Mr Waites says the riot began after the death of Mr Hickey, who was impaled on a fence in the area on Saturday.

"The misinformation was that they were under the belief that the police were actually involved in a pursuit where an Aboriginal youth was killed and that wasn't true," he said.

He says officers who were on patrol drove past the boy, who was riding his bicycle in the opposite direction.

"They continued on their patrol," he said. "They weren't aware that after he'd passed them, he accelerated on his pushbike and gone around a corner and lost control of it.

"It wasn't till they came around the block again and people flagged them down and told them what happened [that they knew], so the suggestion that police have in some way been the cause of the death is fairly questionable."

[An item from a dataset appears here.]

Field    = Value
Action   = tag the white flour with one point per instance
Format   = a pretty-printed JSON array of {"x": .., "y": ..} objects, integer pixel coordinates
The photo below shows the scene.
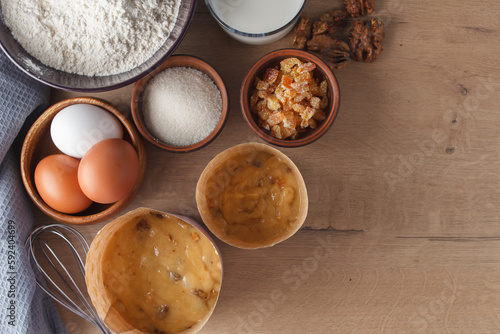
[{"x": 91, "y": 37}]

The teenager's mother, Gail Hickey, yesterday said police caused her son's death.

"I don't believe the police, I don't care what they say, I don't believe them," she said. "They did chase him at that time.

"I got a witness to all that. He seen everything that happened. He told me he seen my son riding the bike real fast, next minute he seen cop cars coming, chasing my son to the building there, where it happened."

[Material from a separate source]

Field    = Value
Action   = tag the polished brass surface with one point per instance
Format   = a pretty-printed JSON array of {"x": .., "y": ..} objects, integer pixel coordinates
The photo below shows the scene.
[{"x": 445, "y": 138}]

Local resident Donna says people are grieving.

"It all started over the coppers chasing a young boy," she said.

"It happened yesterday afternoon or last night and it's just that everybody has gone off because they believe the coppers are involved in doing away with the young fellow."

Donna says people are angry because they believe police are responsible for the teenager's death.

"He was murdered," she said. "We've been down to look at the spot and everything and there's no sign, they cleaned it up that quick."

"Running scared"

Redfern Aboriginal elder Lyall Munro says police harass local young people on a daily basis and have them running scared.

"The community here is very much aware of what happened," Mr Munro said.

"This type of thing is going to happen and our young people are going to die in this way whilst ever the police are allowed to get away with it."

Mr Munro says relations with police are at an all-time low.

"Community programs that we had going here ... all fell through because Aboriginal people saw what the street police done immediately after the meetings," Mr Munro said.

'Throwing rocks'

A witness to the riot, Robert, found himself in the middle of the riot.

"They started throwing rocks," he said. "They threw a big rock at my back, [it is] still sore and then I just walked towards the police.

"Then the police grabbed me and then they punched me a couple of times, then dragged me along the ground, two of them.

"I don't think they knew. I'm going to give them the benefit of the doubt and say they didn't know. They probably thought I was one of them [the rioters]."

Another witness, Doug, says he saw rioters throwing things at police.

"There was smoke billowing into the sky," he said. "I don't know what else they've had alight but the cops were ducking and weaving because there were projectiles coming out of the block, just rocks and things like that."

In other developments:

The New South Wales Opposition's police spokesman, Peter Debnam, says the Redfern riot is a result of years of neglect.